Salary benchmarking as a strategic advantage

Salary benchmarking is most effective when viewed as an ongoing, strategic process rather than a purely reactive exercise. By consistently reviewing market data, aligning pay with organisational goals and communication openly with their workforce, employers can build trust, strengthen overall engagement and remain competitive in a challenging landscape.

Cover "Salary Trends Report"

Frequently asked questions (FAQs)

What is salary benchmarking?

Salary benchmarking is the process of comparing an organisation’s pay and benefits against market data to ensure compensation is competitive, fair and aligned with industry standards. 

Why is salary benchmarking important for employers?

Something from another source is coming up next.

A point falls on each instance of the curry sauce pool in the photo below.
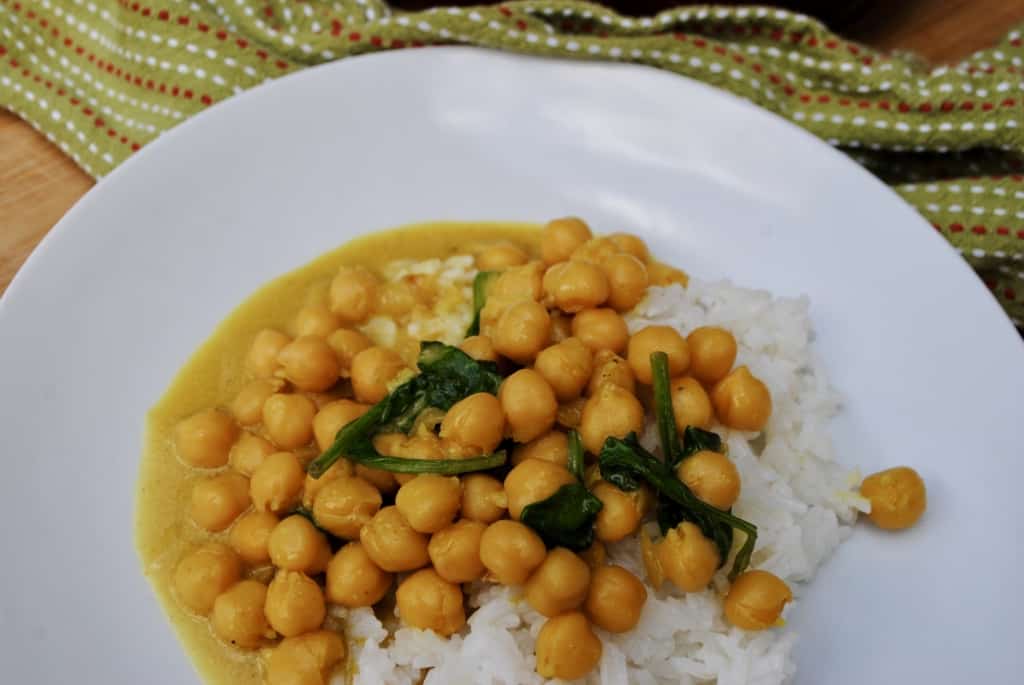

It helps employers attract and retain talent, remain competitive in the labour market, support fair pay practices and make informed, data-driven compensation decisions.

How often should salary benchmarking be done?

Most organisations conduct salary benchmarking annually or bi-annually, depending on market volatility, budget constraints and workforce changes.

What does salary benchmarking include?

Salary benchmarking typically includes base salary, bonuses, benefits, equity or shares, and other non-monetary rewards that form part of the total compensation package.

How does salary benchmarking support pay equity?

By using standardised, objective market data, salary benchmarking helps reduce bias and ensures pay decisions are fair and consistent across roles and demographics.

Is salary benchmarking the same as a salary review?

No. Salary benchmarking compares pay to the external market, while salary reviews assess individual employee pay based on performance, role and internal factors.